Published : Monday, December 10, 2018 | 5:43 AM
5G “small-cell” technology is sweeping through Pasadena. Experts say the revolution could see as many as 60 5G cell sites per square city mile accompanied by eight miles of underground fiber optics per square city mile — and that’s for each carrier.
Forty-three sites have been installed City-wide already, with 50 more applications now under process, a report by the Pasadena Department of Public Works said.
In the next three to five years, the Department anticipates hundreds more applications for new wireless sites will be submitted.
Assuming all four of the major U.S. wireless carriers – AT&T, Verizon, Sprint, and T-Mobile – apply to install the maximum number of small cell sites, that would mean up to 240 cell sites could be built per square mile.
Now, a new federal regulation requires cities to fast-track approval of the burgeoning number of small-cell coverage facilities, to expedite appeals of negative decisions.
The issue is up for discussion Tuesday, December 11, at the City Council’s Municipal Services Committee, where the Public Works Department is set to recommend amendments to the Pasadena Municipal Code, particularly Chapter 12.22. The chapter regulates the setting up of wireless sites in the public right-of-way.

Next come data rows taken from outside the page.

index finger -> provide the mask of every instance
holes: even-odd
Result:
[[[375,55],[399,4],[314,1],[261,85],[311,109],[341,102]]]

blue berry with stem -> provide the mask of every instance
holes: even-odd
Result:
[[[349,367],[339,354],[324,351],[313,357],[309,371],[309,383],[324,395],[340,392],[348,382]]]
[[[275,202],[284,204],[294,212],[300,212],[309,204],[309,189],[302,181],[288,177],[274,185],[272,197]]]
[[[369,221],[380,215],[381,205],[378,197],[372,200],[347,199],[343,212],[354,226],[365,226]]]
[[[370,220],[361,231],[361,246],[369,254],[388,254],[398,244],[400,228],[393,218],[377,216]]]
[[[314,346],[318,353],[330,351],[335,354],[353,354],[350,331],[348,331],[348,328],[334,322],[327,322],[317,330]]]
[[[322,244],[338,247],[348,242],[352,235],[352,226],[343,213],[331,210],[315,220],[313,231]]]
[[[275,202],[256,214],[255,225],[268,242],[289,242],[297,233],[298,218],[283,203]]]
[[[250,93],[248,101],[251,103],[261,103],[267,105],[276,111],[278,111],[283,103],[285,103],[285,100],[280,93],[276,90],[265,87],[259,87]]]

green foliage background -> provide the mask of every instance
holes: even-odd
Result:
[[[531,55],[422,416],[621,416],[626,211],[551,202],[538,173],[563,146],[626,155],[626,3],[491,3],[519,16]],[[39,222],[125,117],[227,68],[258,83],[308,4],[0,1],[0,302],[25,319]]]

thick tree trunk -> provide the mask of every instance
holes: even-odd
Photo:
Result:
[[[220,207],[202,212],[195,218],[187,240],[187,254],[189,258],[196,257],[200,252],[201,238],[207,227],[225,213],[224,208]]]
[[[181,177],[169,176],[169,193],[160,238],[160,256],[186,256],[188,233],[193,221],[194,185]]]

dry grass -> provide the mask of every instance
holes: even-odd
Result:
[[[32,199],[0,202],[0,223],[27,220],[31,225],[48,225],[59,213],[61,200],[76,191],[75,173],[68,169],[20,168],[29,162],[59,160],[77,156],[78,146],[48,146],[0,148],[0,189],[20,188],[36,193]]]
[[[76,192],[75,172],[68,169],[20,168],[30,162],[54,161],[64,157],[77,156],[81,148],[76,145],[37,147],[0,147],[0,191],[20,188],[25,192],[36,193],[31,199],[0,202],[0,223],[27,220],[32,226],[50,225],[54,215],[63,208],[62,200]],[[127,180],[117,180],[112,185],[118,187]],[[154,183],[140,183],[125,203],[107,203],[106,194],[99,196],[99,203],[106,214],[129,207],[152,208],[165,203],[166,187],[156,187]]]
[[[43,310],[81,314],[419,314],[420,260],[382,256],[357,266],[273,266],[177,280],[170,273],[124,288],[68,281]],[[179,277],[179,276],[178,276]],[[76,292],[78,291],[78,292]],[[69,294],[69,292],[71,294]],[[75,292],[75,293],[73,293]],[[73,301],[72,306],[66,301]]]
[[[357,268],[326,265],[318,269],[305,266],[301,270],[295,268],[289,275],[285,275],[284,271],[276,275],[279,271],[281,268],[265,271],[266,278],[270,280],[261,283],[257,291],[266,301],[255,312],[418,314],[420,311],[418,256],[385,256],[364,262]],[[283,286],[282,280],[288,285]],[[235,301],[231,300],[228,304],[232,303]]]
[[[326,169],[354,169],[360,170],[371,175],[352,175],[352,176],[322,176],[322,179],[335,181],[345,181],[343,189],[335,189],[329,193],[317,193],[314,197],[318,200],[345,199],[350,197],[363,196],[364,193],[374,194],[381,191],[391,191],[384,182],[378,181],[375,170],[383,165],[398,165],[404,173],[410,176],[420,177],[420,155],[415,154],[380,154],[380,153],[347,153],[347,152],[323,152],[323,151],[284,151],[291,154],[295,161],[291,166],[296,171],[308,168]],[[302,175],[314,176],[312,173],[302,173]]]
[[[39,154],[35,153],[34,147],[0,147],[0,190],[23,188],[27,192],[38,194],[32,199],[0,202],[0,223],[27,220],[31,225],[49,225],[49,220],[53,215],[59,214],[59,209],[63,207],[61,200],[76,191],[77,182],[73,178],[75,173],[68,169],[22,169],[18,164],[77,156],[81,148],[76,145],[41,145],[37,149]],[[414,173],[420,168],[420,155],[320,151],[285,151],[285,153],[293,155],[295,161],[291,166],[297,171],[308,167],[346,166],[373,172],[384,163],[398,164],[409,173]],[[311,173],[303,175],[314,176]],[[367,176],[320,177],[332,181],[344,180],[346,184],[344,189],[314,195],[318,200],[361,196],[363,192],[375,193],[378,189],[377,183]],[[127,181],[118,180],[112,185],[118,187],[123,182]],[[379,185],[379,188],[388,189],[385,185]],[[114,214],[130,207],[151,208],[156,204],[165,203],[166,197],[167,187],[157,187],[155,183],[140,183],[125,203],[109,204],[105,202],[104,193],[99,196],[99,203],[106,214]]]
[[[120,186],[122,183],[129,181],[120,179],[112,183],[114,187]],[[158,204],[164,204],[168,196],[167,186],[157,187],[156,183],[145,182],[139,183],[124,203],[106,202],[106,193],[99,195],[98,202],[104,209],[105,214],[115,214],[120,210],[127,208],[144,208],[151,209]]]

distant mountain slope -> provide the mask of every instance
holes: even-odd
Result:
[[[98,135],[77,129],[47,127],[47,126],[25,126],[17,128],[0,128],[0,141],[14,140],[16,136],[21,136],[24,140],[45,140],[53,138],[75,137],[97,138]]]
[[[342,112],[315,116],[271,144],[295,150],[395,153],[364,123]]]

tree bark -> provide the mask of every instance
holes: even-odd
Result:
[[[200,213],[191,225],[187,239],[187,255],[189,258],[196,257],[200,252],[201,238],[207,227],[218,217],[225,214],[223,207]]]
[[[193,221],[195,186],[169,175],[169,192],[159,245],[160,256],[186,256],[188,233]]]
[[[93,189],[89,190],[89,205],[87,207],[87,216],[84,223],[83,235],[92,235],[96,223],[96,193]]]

An Agenda report by the Public Works Department said the proposed amendments should make the City compliant with federal and state regulations, which primarily dictates the City’s procedures for processing wireless facility applications.
The report said the Federal Communications Commission, on September 30, approved an order restricting local government authority over the deployment of small cell facilities within the public right-of-way, which becomes effective by January 14, 2019.
The order will require that the City of Pasadena not only process the application within a timeframe of as short as 60 days, but also address any administrative appeals all the way through the issuance of construction permits.
Non-compliance with the timetables could result in federal penalties against the City, Public Works said.
The department also explained there have been substantial changes in the size of wireless site configurations since 2009 when the City Council adopted wireless technology regulations under Chapter 12.22, and therefore is recommending amendments “to incentivize wireless carriers to deploy ‘smaller footprint’ small cell installations with less visual impact.”
Under the FCC’s September 30 order, small cell sites are mounted on structures that are 50 feet tall or shorter, have a total equipment volume of 28 cubic feet or less, and with an unlimited number of antennas whose volume should be three cubic feet or less.
In the report, Public Works said they would prefer new small cell sites that are “strand-mount” devices – installed on existing steel cables between poles, which should have one of the smallest footprint – and on replacement light standards or light poles.
Strand-mount cell equipment were not considered back in 2009 and are not currently permitted.
The department is also recommending that the permit processing steps and the appeal process be adjusted to speed up approval of the small cell site applications. Their recommendation is to allow three tiers of the approval process, with the ease and speed of approval depending on the size of the installation.
Modern small cell sites such as those the U.S.’s top wireless carriers are installing are evolving to be ready for the 5G (the fifth generation) standard of wireless communications which is currently in network trials in the U.S., China and South Korea.
When 5G launches, it is expected to result in higher data rates, reduced latency (meaning faster speed), more energy savings at lower costs, and higher system capacity which should allow for more devices to be connected to a single gateway.
At Tuesday’s Municipal Services Committee meeting, Public Works is expected to recommend that the City Attorney draft the amendments to Chapter 12.22, and return to the City Council with a new proposed ordinance.
The meeting begins at 4 p.m. at the City Council chamber, Room S249 at City Hall.